The other teacher I think does things more problem-based — where he spends the majority of the class presentation time working on problems from the book/homework, so they can do the homework. I have to find out how to plan a proper lesson plan that can do both of these things.

Initial Reflections

It’s less than two weeks before teacher training and orientation, and my nervousness is increasing tenfold with each day that passes. To combat the onset of anxiety attacks, I went to a local coffeeshop yesterday afternoon and started pouring through my textbooks. For hours.

And the unfortunate truth dawned on me — only reinforced when burning the midnight oil catching up on my favorite teacher blog dy/dan — is that I only learned how to teach to the book. I saw the lesson plans emerge in my head for each section of the textbook I was reading, and they were all regurgitating the text. My lesson planning as a student teacher consisted of doing all the problems at the end of each section beforehand to know what classes of problems my students needed to learn how to solve, and then coming up with lesson plans filled with variations on the examples given in the texts.

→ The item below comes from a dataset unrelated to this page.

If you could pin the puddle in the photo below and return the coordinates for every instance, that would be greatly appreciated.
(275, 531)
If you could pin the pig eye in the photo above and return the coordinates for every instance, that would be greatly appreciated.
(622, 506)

It provides the structure and consistency that I desire in a classroom, but it also, it hit, completely limits me as a teacher and as a creative person.

I sighed a lot last night, because I knew I used my textbooks as a crutch: to provide the skeletal backbone for each lesson plan. And even though that worked fine as a student teacher, it’s time to step up to the plate and take a more active role.

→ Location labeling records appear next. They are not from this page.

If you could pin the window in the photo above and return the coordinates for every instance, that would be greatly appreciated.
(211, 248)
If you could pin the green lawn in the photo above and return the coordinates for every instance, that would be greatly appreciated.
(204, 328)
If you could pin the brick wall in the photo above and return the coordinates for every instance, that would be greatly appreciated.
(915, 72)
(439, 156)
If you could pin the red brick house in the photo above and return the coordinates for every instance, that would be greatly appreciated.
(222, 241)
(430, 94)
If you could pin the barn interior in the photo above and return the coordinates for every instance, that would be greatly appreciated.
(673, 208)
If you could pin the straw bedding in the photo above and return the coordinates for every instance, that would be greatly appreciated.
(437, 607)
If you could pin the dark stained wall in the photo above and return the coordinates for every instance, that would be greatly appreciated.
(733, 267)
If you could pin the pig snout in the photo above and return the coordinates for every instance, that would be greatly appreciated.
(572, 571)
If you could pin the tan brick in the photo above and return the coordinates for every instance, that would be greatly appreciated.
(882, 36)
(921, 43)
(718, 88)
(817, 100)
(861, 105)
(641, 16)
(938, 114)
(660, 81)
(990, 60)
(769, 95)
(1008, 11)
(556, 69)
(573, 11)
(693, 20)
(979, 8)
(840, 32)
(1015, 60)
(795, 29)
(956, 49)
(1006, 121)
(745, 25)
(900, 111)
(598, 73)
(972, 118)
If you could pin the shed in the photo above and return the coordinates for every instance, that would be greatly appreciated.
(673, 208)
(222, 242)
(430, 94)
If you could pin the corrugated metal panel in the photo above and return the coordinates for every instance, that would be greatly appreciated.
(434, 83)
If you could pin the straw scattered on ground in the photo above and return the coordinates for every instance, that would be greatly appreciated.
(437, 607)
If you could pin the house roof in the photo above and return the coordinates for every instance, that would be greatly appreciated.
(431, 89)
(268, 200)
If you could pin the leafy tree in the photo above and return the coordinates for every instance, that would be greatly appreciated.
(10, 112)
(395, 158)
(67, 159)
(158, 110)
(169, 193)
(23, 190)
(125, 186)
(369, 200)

Giving up the central place that the textbook has for me as a teacher will be hard because:

1. I myself was always taught to the book. So it’s unclear in my mind’s eye exactly how an alternatively designed class might go.

2. I am teaching classes that other teachers have sections of. Which means that no matter how much creativity I can muster, my students still have to learn the same content as my fellow teachers’ sections. So I have to teach the same content — my students have to learn the textbook and engage with it’s problems — without falling into the lazy trap of teaching the book. [1]

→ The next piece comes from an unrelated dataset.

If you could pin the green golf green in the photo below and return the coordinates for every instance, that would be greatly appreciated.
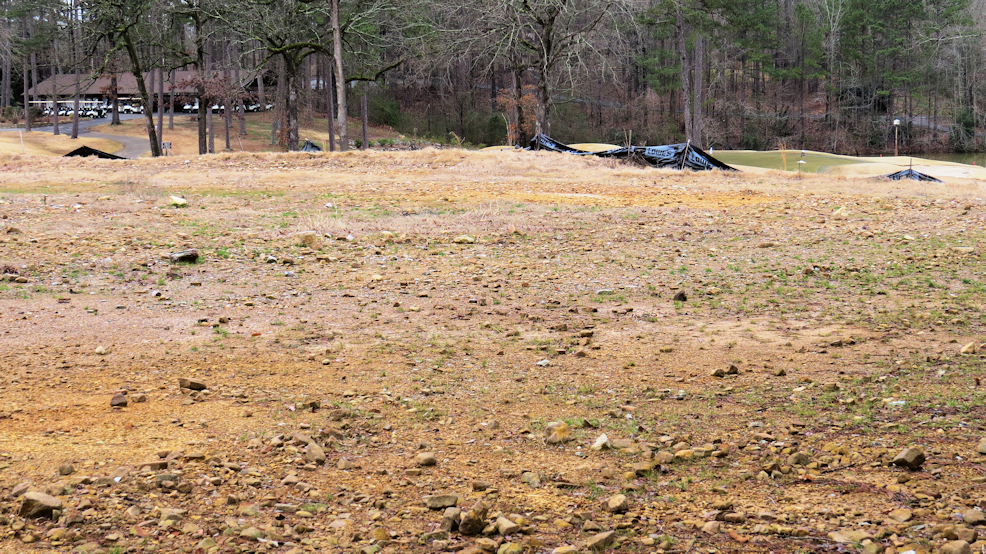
(787, 160)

3. I have three preps (three different classes to prepare for), and at the moment, the at-home-lesson-planning work already seems daunting enough even if I structured my lesson plans around the book. [2]

4. Backing away from the book means needing to be conscious of re-evaluating what exactly I’m teaching them, and what I want to teach them, and what they need to know. Relying on the textbooks makes those questions moot.

Nevertheless, at the very least, it seems to me at the moment one thing that needs to be done is to design clear, relevant, at-least-somewhat-investigatory problems which we spend class time on each week. At the same time, I have to be wary of doing something radical just for the sake of doing something different. My focus has to be on student understanding, and the question that needs to keep buzzing in my head as I go through this process is: why am I making this particular choice?

I think it’s time to question assumptions.

[1] This is no excuse, however, to reverting back to old ways. I signed up to teach at a private school so I would have more autonomy than in a public school. Batter up.

[2] Again, not meant to be an excuse or a rationalization, just a hard reality I know I will have to countenance, day after day.